国際協力NGOセンター(JANIC)と、そのアドボカシーを担う機関であるTHINK Lobbyは12月16日、グローバル・コンパクト・ネットワーク・ジャパンの後援で、セミナー「『ビジネスと人権』とその先へー公正な社会の実現に向けて企業ができること」をオンラインで開催しました。企業関係者、NGO関係者など多くの皆さんにご参加いただきました。

セミナーは、市民社会とビジネス・セクターとの対話を深め、公正な社会の実現に関する共通認識を育むことを目的に開かれました。4人のパネリストによる議論に加え、JANICとTHINK Lobbyが取り組んでいる「コーポレート・ソーシャル・ジャスティス(CSJ)プロジェクト」が紹介されました。

この日登壇したパネリストは、川廷昌弘氏 (グローバル・コンパクト・ネットワーク・ジャパン/SDGsタスクフォース・リーダー)、鬼丸昌也氏  (JANIC理事長、テラ・ルネッサンス理事<創業者>)、佐藤暁子氏  (UNDP ビジネスと人権リエゾンオフィサー、弁護士)、若林秀樹氏  (JANIC 理事、THINK Lobby 所長、GCNJ 理事)の4人。THINK Lobbyのリサーチャーで世界人権問題研究センター「ビジネスと人権」専任研究員の井上良子氏がファシリテーターを務めました。

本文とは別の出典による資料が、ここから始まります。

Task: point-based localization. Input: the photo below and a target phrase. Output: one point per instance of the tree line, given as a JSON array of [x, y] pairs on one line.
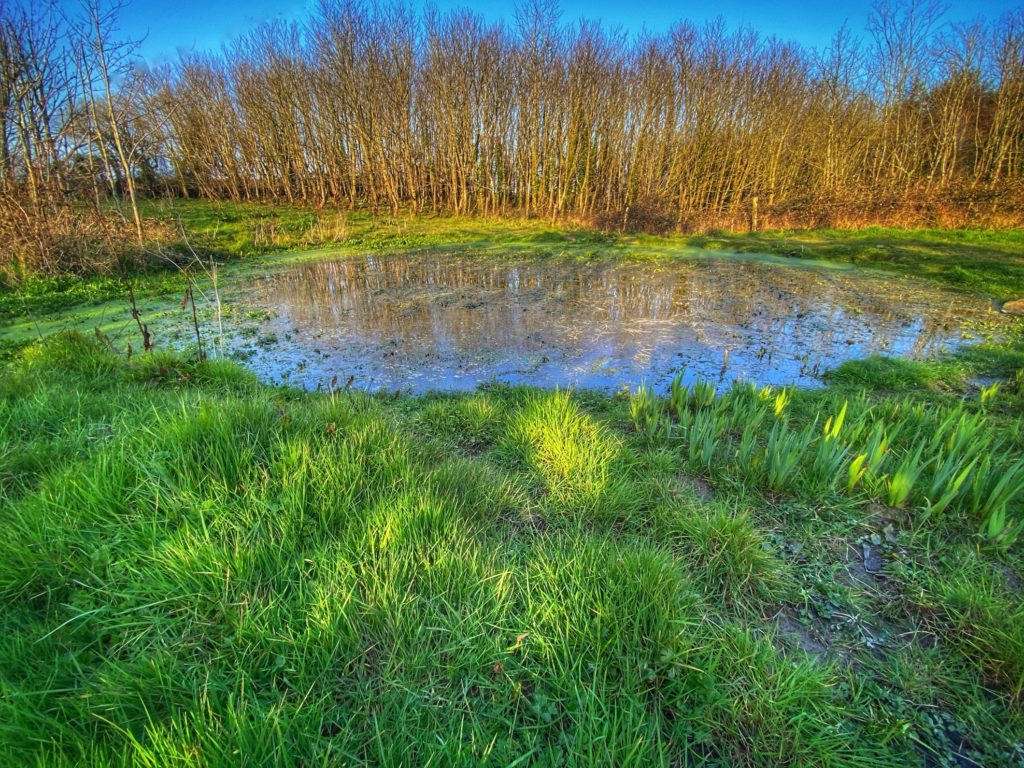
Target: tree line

議論の中で鬼丸氏は、「企業の中には、自社がありたい姿を実現しようとすれば、おのずと社会正義と向き合わなければならない、と考えている経営者もいる。経営者がそのように考えれば、そこに集う人たちにも伝わり、考えるようになる。企業をそんな教育機関と考えると、大きな機会があると思う」と、述べました。一方で川廷氏は、「経営者は皆、社会の公器として企業を作ったという信念は持っている。わかっていても実践できない、という場合にどうやってスイッチを入れるか、が大きな課題だ。そういう意味では、法制度のような『しばり』があったり、インセンティブがあるなら利用したりすることも重要だ」と、述べました。

市民社会と企業がどのように連携するか、という点については、「市民という言葉自体が、企業側から見た時に、まだ企業言語になっていない」という指摘があり、これに対しては「『言葉』が違うのだから、乗り越えるには多くの熱量が必要で、対話を重ねることが大切」「対話だけではなく、企業へのサポートを通して実践を重ねていくことで、お互いの話を聞こう、という信頼関係が醸成できるのではないか」との意見が出ました。

また、THINK Lobbyから、CSJプロジェクトのひとつとして、「ソーシャルジャスティス・セルフチェックリスト」を作成中であることが伝えられました。リサーチャーの敦賀和外氏は、「企業が、公正な社会の実現に向けて自社の取り組みがどんな状態にあるのかを自己点検するためのツールで、全部できているかどうかが重要なのではなく、『できていないところ』を自ら確認することが重要という考え方で作っている」と、説明しました。

これに対しては、「企業側の担当者に、チェックリストの本来の意味を正確に分かってもらう工夫が必要だ」という指摘がありました。THINK Lobbyの若林氏は、「チェックリストは、こちらから押し付けるものではなく、自らチェックを望む企業が、NGO等のステークホルダーと対話しながら進めてもいい。どこから始めるかということについては魔法はない。気が付いた人から始めてもらうことで輪が広がっていくことを期待する」との考えを示しました。またCSJプロジェクトにも参加している佐藤氏は、「企業には100点満点をとらなくてはいけない、という思いが強いが、どの企業においても課題は必ずある。また、企業内にも必ず社会課題に関係するアクターがいるので、その声を聴く場を設けることにつながる。セルフチェックをきっかけに、そんな動きが出ればいいなと思っている」と、述べました。

2時間に及ぶ議論では、様々な課題が浮き彫りになりました。若林氏は「企業が公正な社会の実現に取り組むことは、公器として課題を解決する責任があるということのほかに、ビジネスにとっても良い環境となったり、ビジネス機会を創出することにもつながったりするだろう。公正な社会の実現は政府がやるもの、という考え方を捨てて、企業も市民も社会の一員として共に取り組む新しいスタートにしたい」と、述べました。